Beautiful n-dimensional array visualization for Python — in the terminal and Jupyter.

from arrscope import scope
import numpy as np

scope(np.random.rand(2, 3, 8, 8), axes=['batch', 'heads', 'h', 'w'])
├── [0] (3, 8, 8)
│   ├── [0,0]: 8×8 grid
│   ├── [0,1]: 8×8 grid
│   └── [0,2]: 8×8 grid
└── [1] (3, 8, 8)
    ...
  min=0.001  max=0.999  mean=0.5  std=0.29  zeros=0.0%

Features

  • 1D → 6D+: Tiered visual grammar — lists, grids, trees, collapsed hierarchies
  • Named axes: Attach semantics to dimensions (batch, heads, h, w)
  • Configurable grid: Pick which axes form the leaf 2D matrix
  • Three color modes:
    • dtype — semantic colors by data type (float=blue, int=green, bool=magenta, …)
    • heatmap — diverging colormap (red→light→blue) by value magnitude
    • sparsity — zeros as ·, non-zeros highlighted in bold
  • Stats overlay: min, max, mean, std, zero%, NaN count
  • Head/tail truncation: large dimensions show first/last N slices with
  • Smart precision: auto-detects significant figures for floats
  • Terminal + Jupyter: Rich ANSI output + static HTML/CSS with dark mode
  • Multi-framework: NumPy, PyTorch, TensorFlow, JAX (lazy imports, no hard deps)

Install

pip install arrscope

Only requires numpy + rich.
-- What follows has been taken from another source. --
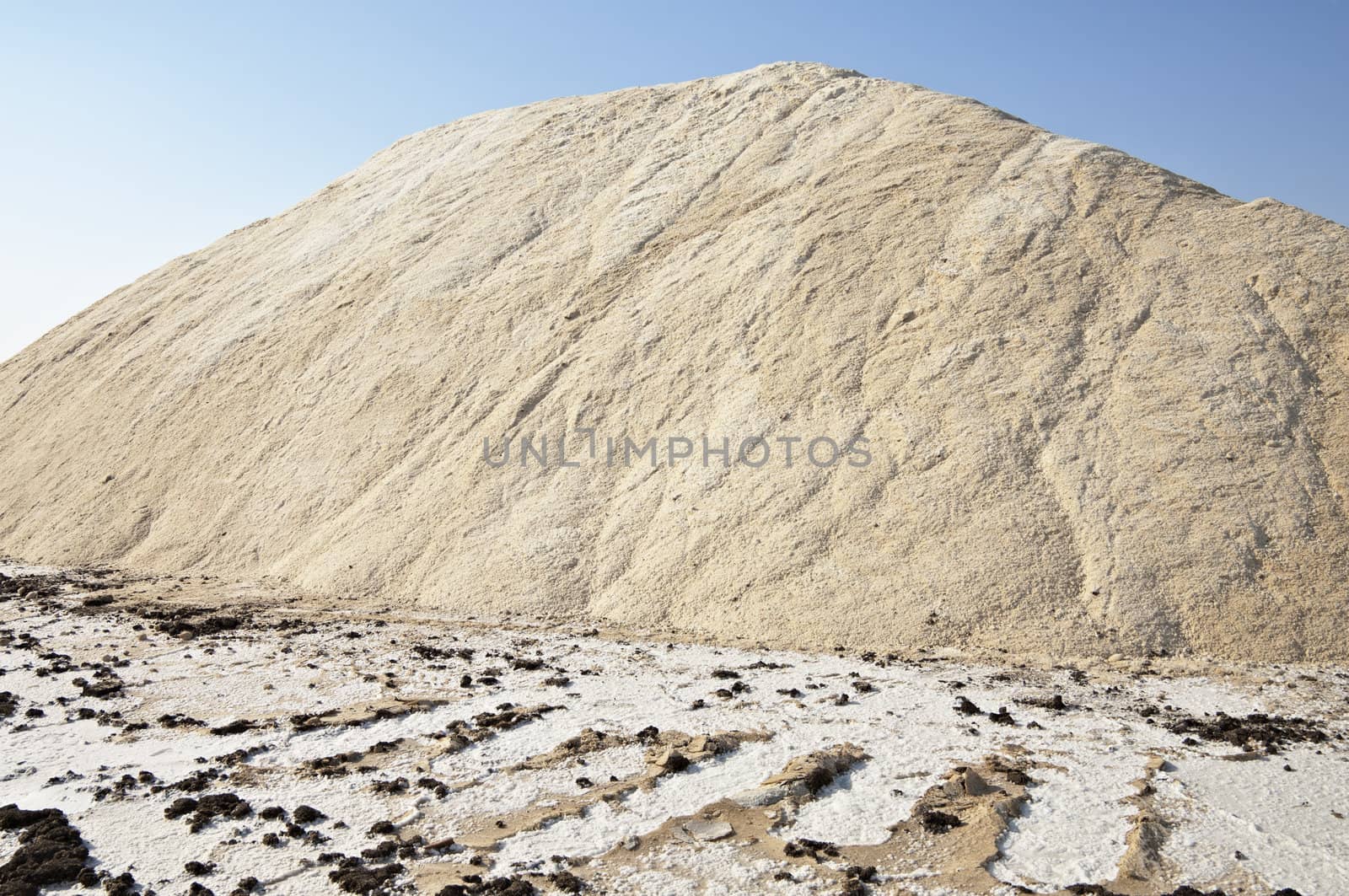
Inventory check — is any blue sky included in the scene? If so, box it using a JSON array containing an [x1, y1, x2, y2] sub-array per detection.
[[0, 2, 1349, 359]]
Torch/TF/JAX are optional — pass any array type, it just works.

Quick start

from arrscope import scope
import numpy as np

# Auto-detect — last 2 dims form the grid
scope(np.random.rand(3, 4, 5))

# Named axes for clarity
scope(
    np.random.rand(2, 8, 32, 32),
    axes=['batch', 'heads', 'h', 'w'],
    grid=['h', 'w'],
    title='Attention heads',
)

# Pick any dims as the leaf grid
scope(data, axes=['a', 'b', 'c', 'd'], grid=['a', 'b'])

Color modes

scope(arr, mode='dtype')        # default — blue floats, green ints, etc.
scope(arr, mode='heatmap')      # diverging colormap by value
scope(arr, mode='sparsity')     # · for zeros, bold for non-zeros

Stats overlay

Stats are shown by default. Hide with:

scope(arr, stats=False)

Shows: min=0.0 max=1.0 mean=0.5 std=0.29 zeros=12.5%

Truncation

scope(np.random.rand(100, 32, 32), max_height=8)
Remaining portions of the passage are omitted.